“I don’t understand, sir. There was so much anguish and surprise. Why was it like that?”
“How is it where you come from?” Wim asked.
Rowan explained about the difference, the seeming acceptance and expectation that Death would visit, the care the family took of each other before and after Death came, and of the physicians or midwives that attended the death.
“Remember, I told you that Death likes to distract, to sneak in unawares because all that emotion gives it power. Power it doesn’t need, power that is destructive instead of transformative. The people in The Bakery, they forget about the business of life and death. They ignore death and don’t prepare for it, so after it comes, there is chaos and unexpected pain. They have forgotten family rituals that accepted and honored it, they try to rebuke death by ignoring it, and in ignoring it, give it destructive power instead.”
“How?” Rowan was curious.
“One way is in not attending to the Papers of Life before Death comes. If you don’t believe Death will visit, then the Papers aren’t written. When the Papers aren’t written identifying your family, your appointed second for you, and your holdings, the Magistrate of this sector can absorb it all. It is shared as the Magistrate sees fit, often leaving Family coffers empty.”
“Sometimes,” Wim continued “Death visits the younger people, and it is truly a shock. Few are prepared for that, though they could be,” he sighed. “It becomes very complicated when one is aged or quite ill, and they ignore Death. They don’t let the physician or midwife attend them and bear witness to their leaving.”
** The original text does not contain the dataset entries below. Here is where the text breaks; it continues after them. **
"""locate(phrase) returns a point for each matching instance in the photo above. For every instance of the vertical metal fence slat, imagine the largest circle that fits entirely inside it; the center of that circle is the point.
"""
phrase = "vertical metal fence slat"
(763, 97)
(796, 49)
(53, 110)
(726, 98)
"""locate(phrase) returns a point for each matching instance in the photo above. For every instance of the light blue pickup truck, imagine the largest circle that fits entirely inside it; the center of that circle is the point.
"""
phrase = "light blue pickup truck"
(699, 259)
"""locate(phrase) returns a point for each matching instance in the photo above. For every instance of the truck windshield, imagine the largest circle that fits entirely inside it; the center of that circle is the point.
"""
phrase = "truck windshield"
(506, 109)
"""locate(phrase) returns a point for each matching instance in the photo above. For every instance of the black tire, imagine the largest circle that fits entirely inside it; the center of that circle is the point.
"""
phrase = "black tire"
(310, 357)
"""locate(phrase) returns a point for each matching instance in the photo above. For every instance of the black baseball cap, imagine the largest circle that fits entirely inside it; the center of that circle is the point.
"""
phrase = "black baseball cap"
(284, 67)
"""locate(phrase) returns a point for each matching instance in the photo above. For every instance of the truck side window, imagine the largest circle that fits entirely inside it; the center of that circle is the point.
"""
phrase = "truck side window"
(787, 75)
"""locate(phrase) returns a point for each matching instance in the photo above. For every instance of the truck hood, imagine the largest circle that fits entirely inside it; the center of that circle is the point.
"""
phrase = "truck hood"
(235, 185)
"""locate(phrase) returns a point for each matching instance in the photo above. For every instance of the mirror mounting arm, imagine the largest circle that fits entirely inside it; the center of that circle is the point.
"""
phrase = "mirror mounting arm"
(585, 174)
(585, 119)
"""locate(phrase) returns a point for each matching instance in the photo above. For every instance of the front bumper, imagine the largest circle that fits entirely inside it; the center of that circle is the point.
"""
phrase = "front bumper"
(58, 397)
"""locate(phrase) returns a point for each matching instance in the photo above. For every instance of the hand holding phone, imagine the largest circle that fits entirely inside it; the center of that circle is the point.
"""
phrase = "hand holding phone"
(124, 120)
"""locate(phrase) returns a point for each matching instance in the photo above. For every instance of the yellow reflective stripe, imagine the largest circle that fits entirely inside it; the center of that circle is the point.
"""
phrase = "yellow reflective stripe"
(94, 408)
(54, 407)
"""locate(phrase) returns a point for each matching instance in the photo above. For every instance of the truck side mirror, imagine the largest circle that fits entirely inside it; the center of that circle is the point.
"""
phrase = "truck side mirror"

“Why is that?” asked Rowan. “Why is it more complicated when it is an aged person?”
“The aged or ill resist Death, and in doing so, rebuke the help they may have to ease their burdens and care for their families. When such a death is unattended, the constables and their deputies must investigate to assure that Death did not come due to conspired harm against them. They do not see the death as a sacred passage either, but as a potential wrongdoing that must be addressed.”
“There is so much uncertainty when people resist Death, then?" Rowan was astonished. "Papers aren’t in order that identify your people or to pass on properties, and now you tell me that family may be treated as criminals?”
“In some circumstances, yes. Avoidance of death comes at a cost.”
“What happens to family bonds, then? Who speaks for the Dead at the end?” Rowan was bewildered by this idea. "No one to speak for the Dead? No one to sing them into Wherever? What is the family, then?"
“That is part of the destruction and power that Death ingests, Rowan. The family is broken, the holdings taken, and no, there is no one to sing the Dead to Wherever”. Wim paused, as though trying to decide how much else he should share with Rowan.
“In the Forest, families still honor the power death has and recognize its coming is inevitable. When Death comes, it comes in as an ally. This – out here” Wim spread his arms wide to demonstrate “has become wild and unpredictable in part because the people will not agree to expect it’s coming. Prudence needed you to see how it is different, the pain that is caused not just from the dying, but from the lack of expectation, so that you can carry forward in your family the way to meet Death. You may or may not be able to tame Death out here, but you can learn what they have forgotten, so that your people do not forget it themselves. Keep Death an ally, do not allow distraction to empower death to come with cruelty.”